Dyspnoea, a sensation of breathlessness, is reported by patients treated with ticagrelor. In PLATO, dyspnoea adverse events (AEs) (dyspnoea, dyspnoea at rest, dyspnoea exertional, dyspnoea paroxysmal nocturnal and nocturnal dyspnoea), when combined, was reported by 13.8% of patients treated with ticagrelor and by 7.8% of patients treated with clopidogrel. In 2.2% of patients taking ticagrelor and by 0.6% taking clopidogrel investigators considered the dyspnoea causally related to treatment in the PLATO study and few were serious (0.14% ticagrelor; 0.02% clopidogrel),. Most reported symptoms of dyspnoea were mild to moderate in intensity, and most were reported as a single episode early after starting treatment.

Compared with clopidogrel, patients with asthma/COPD treated with ticagrelor may have an increased risk of experiencing non-serious dyspnoea (3.29% ticagrelor versus 0.53% clopidogrel) and serious dyspnoea (0.38% ticagrelor versus 0.00% clopidogrel). In absolute terms, this risk was higher than in the overall PLATO population. Ticagrelor should be used with caution in patients with history of asthma and/or COPD.

About 30% of episodes resolved within 7 days. PLATO included patients with baseline congestive heart failure, COPD or asthma; these patients, and the elderly, were more likely to report dyspnoea. For ticagrelor, 0.9% of patients discontinued study drug because of dyspnoea compared with 0.1% taking clopidogrel. The higher incidence of dyspnoea with ticagrelor is not associated with new or worsening heart or lung disease. Ticagrelor does not affect tests of pulmonary function.

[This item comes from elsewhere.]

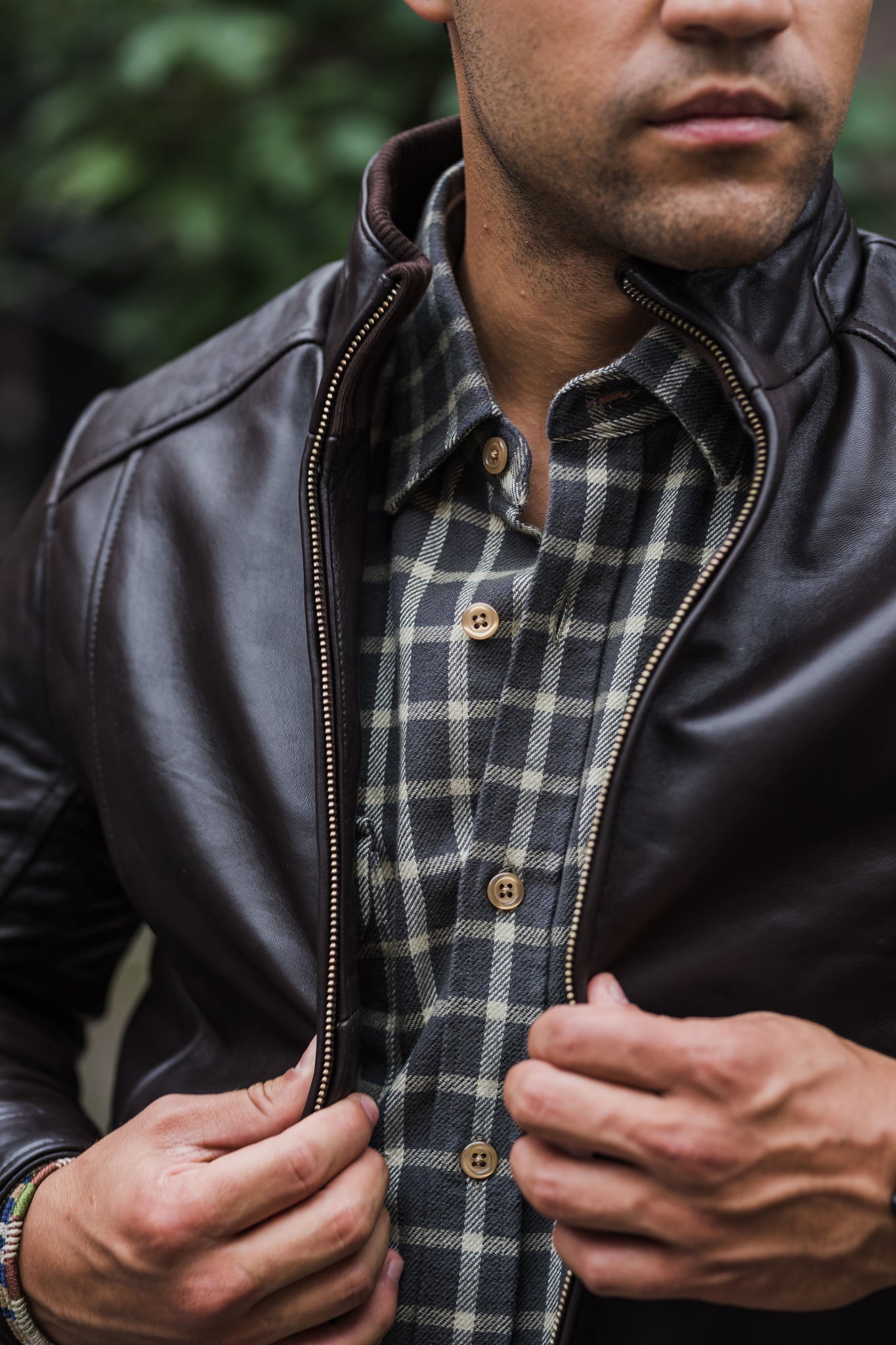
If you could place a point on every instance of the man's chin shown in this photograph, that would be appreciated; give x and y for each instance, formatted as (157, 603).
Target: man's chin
(702, 234)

In PEGASUS, dyspnoea was reported in 14.2% of patients taking ticagrelor 60 mg twice daily and in 5.5% of patients taking ASA alone. As in PLATO, most reported dyspnoea was mild to moderate in intensity. Patients who reported dyspnoea tended to be older and more frequently had dyspnoea, COPD or asthma at baseline.

Investigations

Uric acid elevations: In PLATO, serum uric acid increased to more than upper limit of normal in 22% of patients receiving ticagrelor compared to 13% of patients receiving clopidogrel. The corresponding numbers in PEGASUS were 9.1%, 8.8% and 5.5% for ticagrelor 90 mg, 60 mg and placebo, respectively. Mean serum uric acid increased approximately 15% with ticagrelor compared to approximately 7.5% with clopidogrel and after treatment was stopped, decreased to approximately 7% on ticagrelor but with no decrease observed for clopidogrel. In PEGASUS, a reversible increase in mean serum uric acid levels of 6.3% and 5.6% was found for ticagrelor 90 mg and 60 mg, respectively, compared to a 1.5% decrease in the placebo group. In PLATO, the frequency of gouty arthritis was 0.2% for ticagrelor vs. 0.1% for clopidogrel. The corresponding numbers for gout/gouty arthritis in PEGASUS were 1.6%, 1.5% and 1.1% for ticagrelor 90 mg, 60 mg and placebo, respectively.